Grace Porter Miller - 1921

Roundup


By Patrick O'Leary

I.  Biography

Grace Porter Miller served along with the small number of three hundred thousand American women and the large number of more than twelve million American men in World War II.  Miller was one of several women soldiers to tell the story of the sacrifices made by women during World War II and how they deserve just as much gratification as men do.

Grace Porter Miller was born on a ranch west of Roundup, Montana in 1921.  She later moved to Iowa and taught kindergarten.  In 1942, she turned twenty-one and was allowed to join the Army. 

Miller volunteered a total of three times – first to join the Women's Army Auxiliary Corps (WAAC); second to join the Women's Army Corps (WAC); third, when she had the chance, to go overseas. Miller traveled to London, over the North Atlantic, to serve as a cryptographic technician during the campaigns of Normandy, Northern France, Rhinland, Central Europe and Air Offensive Europe.  She worked in these areas safely away from, and once accidentally across, enemy lines.  She and the WAC's endured a shocking ratio of thirty-nine WAC soldiers to one thousand male soldiers. 

After the war, Grace Porter Miller did a great many things.  She taught handicapped children, worked tirelessly as an extension agent on the Fort Belknap reservation in northern Montana, and taught Navajo children in New Mexico.  Miller settled for a while in Havre, Montana working as an editor for the Havre Daily News.  She now lives in Prescott, Arizona near some of her four children.
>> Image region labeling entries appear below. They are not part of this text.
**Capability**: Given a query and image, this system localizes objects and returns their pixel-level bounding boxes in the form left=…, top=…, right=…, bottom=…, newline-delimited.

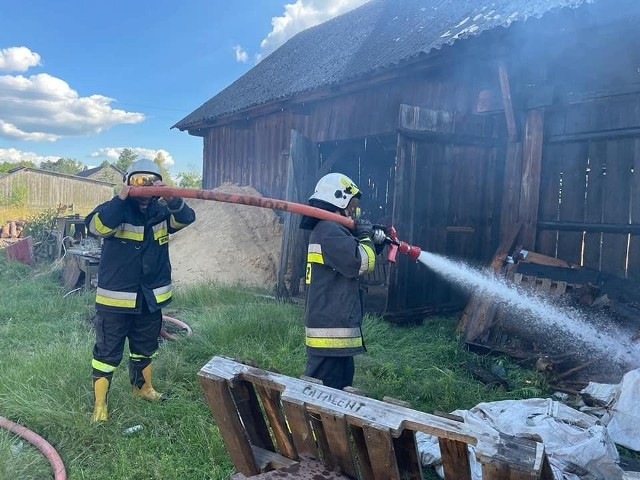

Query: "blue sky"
left=0, top=0, right=367, bottom=175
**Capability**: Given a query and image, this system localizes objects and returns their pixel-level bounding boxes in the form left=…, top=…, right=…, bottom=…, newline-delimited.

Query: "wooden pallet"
left=198, top=357, right=553, bottom=480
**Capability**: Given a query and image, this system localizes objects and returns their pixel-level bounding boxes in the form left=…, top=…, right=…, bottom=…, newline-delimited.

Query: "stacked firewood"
left=0, top=220, right=24, bottom=238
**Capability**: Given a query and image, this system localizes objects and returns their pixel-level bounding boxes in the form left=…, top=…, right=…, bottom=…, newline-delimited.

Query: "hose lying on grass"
left=0, top=417, right=67, bottom=480
left=160, top=315, right=193, bottom=340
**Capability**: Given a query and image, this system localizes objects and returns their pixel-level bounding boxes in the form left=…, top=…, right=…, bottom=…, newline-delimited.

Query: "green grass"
left=0, top=253, right=546, bottom=480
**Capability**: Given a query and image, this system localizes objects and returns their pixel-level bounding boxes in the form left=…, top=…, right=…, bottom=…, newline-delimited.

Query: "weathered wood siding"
left=537, top=93, right=640, bottom=278
left=203, top=71, right=484, bottom=198
left=0, top=169, right=114, bottom=211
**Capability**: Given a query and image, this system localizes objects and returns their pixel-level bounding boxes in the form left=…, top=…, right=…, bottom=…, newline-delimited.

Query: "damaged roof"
left=172, top=0, right=595, bottom=130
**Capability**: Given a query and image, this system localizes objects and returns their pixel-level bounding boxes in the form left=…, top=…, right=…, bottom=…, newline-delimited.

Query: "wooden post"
left=498, top=62, right=518, bottom=142
left=518, top=110, right=544, bottom=249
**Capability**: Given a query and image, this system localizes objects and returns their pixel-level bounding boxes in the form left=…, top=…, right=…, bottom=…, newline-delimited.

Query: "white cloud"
left=0, top=47, right=40, bottom=72
left=233, top=45, right=249, bottom=63
left=0, top=148, right=62, bottom=165
left=90, top=147, right=176, bottom=167
left=0, top=47, right=145, bottom=142
left=257, top=0, right=369, bottom=60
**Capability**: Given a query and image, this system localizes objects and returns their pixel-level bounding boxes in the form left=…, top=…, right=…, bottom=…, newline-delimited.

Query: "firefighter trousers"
left=92, top=308, right=162, bottom=386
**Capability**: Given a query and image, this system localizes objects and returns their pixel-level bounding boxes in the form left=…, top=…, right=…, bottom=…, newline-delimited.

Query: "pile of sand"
left=169, top=184, right=282, bottom=288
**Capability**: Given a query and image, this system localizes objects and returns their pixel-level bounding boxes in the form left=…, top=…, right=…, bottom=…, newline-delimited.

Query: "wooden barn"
left=174, top=0, right=640, bottom=322
left=0, top=167, right=113, bottom=212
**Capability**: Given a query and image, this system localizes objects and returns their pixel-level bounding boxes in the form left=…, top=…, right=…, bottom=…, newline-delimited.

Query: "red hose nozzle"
left=398, top=241, right=422, bottom=260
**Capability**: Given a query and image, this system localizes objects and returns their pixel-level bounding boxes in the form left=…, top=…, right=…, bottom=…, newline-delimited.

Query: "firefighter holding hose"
left=85, top=159, right=195, bottom=422
left=300, top=173, right=386, bottom=389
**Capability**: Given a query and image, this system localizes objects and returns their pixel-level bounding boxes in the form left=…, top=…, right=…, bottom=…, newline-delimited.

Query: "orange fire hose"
left=129, top=187, right=353, bottom=229
left=0, top=417, right=67, bottom=480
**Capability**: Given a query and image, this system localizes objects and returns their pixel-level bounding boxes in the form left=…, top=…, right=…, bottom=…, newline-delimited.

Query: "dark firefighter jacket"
left=305, top=220, right=375, bottom=356
left=85, top=196, right=196, bottom=313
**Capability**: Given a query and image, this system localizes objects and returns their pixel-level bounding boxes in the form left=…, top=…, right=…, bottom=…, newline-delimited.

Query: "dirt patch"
left=170, top=184, right=282, bottom=288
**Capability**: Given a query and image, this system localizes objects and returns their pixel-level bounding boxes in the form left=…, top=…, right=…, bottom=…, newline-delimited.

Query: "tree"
left=178, top=170, right=202, bottom=188
left=113, top=148, right=138, bottom=172
left=153, top=152, right=174, bottom=185
left=40, top=158, right=87, bottom=175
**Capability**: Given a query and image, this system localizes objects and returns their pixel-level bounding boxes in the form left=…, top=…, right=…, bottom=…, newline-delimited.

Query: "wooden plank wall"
left=536, top=94, right=640, bottom=278
left=387, top=140, right=502, bottom=311
left=203, top=74, right=473, bottom=198
left=0, top=170, right=115, bottom=211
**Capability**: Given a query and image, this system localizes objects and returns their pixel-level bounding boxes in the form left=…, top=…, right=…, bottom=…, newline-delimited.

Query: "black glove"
left=353, top=218, right=373, bottom=240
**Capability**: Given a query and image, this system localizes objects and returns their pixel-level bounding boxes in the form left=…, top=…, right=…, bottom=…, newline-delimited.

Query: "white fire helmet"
left=309, top=173, right=362, bottom=210
left=122, top=158, right=162, bottom=184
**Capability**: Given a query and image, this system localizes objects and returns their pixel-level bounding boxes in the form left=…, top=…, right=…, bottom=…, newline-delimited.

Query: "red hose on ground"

Grace Porter Miller wrote the book titled Call of duty, A Montana Girl in World War II.  Her book relates to the experiences she had in World War II as a cryptographic technician.  She dedicates her book to her four children, but I believe that the book has an unwritten dedication to the women that served along side her and made the same sacrifices.  Miller, and many others, believed that women were considered second class soldiers and most Americans, including our government, usually did not consider servicewomen to be veterans.

The fact Miller waited over fifty years to write her memoirs is significant.  This time lapse allowed her to write about subjects that were not considered appropriate topics for discussion and to avoid the upbeat and happy recounts of earlier authors.  We are fortunate her children's persuasion eventually encouraged her to write this book.  Her balance between the adventure of traveling the world and the horrors of war give a true balance to her writing.

To quote Grace Porter Miller, "So why did I enlist in the army?  Why did I volunteer three times……?  When I ask myself these questions, I can only answer, because I am an American.  And I love my country."

This essay was submitted by a student of Steve Gardiner, a teacher at Billings Senior High School in Billings, Montana.